Post by Uncle Buddy on Apr 30, 2022 3:00:11 GMT -8
Here's a quote from an interesting article about GEDCOM. Among other things, the article addresses some genieware provider's questionable practice of encrypting family data. The part I found most interesting is this:
There is a common thread here: SQLite.
SQLite is a most incredible phenomenon of the open source software community. Its creator gifted the program to the world with a statement which is a classic in the field of unlicensed, public domain software. His program is one of the most popular and useful programs in existence. The "lite" in its name is unfortunate because it leads some to assume that it's light on functionality. No, actually, it's light on extra effort needed to use it. Unlike other excellent SQL software such as PostgreSQL, you don't need to set up a local server to use it. And when it comes to Python programming, at least if you're using Python in Windows, SQLite comes packaged with the language so you don't even need to install the SQLite library separately. Just install the SQLite tool, the console you type commands into, type `import sqlite3` at the top of any Python module, and you're ready to play with databases, right now. Compared to MySQL, there's little boilerplate. It's very easy to use, and its use of the SQL language is standard. If you already know SQL, you already know most of SQLite.

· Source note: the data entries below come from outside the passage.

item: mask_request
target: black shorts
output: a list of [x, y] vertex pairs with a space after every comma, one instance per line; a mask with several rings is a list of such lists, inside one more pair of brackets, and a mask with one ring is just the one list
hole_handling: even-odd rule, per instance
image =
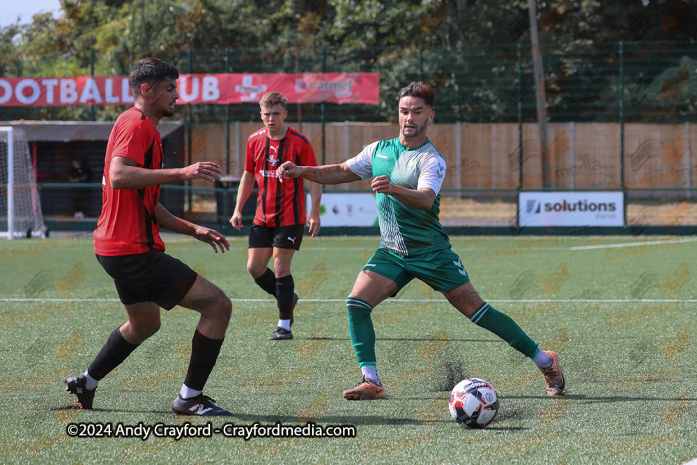
[[157, 249], [135, 255], [97, 255], [97, 261], [114, 280], [118, 298], [127, 305], [154, 302], [171, 310], [198, 276], [180, 260]]
[[250, 231], [250, 248], [277, 247], [279, 249], [300, 250], [304, 231], [305, 224], [280, 226], [277, 228], [252, 224]]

I said that so I could say this: when GEDCOM was created, no doubt a simple text format was chosen only because, as the brainstorm goes, SQLite didn't exist yet. SQL itself had only become a viable entity a few years earlier.
So while we're playing around with ideas, instead of just eating whatever's served to us, let's pretend we can roll back the clock to 1984 when GEDCOM was created as a sort of intermediary among RDBMS (relational database management systems) and other means of data storage. What if the need for GEDCOM had occurred in a world where SQLite already existed? Do you think we would have seen GEDCOM created as a huge, klunky text file that can take hours to process and then fix thousands of broken data manually?
Here is my hypothesis:
Sooner or later, GEDCOM is going to be replaced by a proper RDBMS database, probably written in SQLite.
Since this means that genieware providers will all have to use the same data storage structure, does that mean there will no longer be a need for independent genieware providers? No. In this hypothetical new world of geniewares that can literally communicate with each other, your GUI and my GUI will and should be very different. And that's all the user cares about. Most genealogists care what flavor of GUI they're using, but few genealogists care what sort of software is used to store their data, as long as it's stored well and not lost. GEDCOM is a big letdown in this area, as everyone knows. It is the very independence of the genieware developers that makes GEDCOM an inadequate solution. GEDCOM is, in fact, a mock relational database. It uses primary keys called "identifiers" and foreign keys called "pointers". It was an attempt to replace a SQLite that did not yet exist.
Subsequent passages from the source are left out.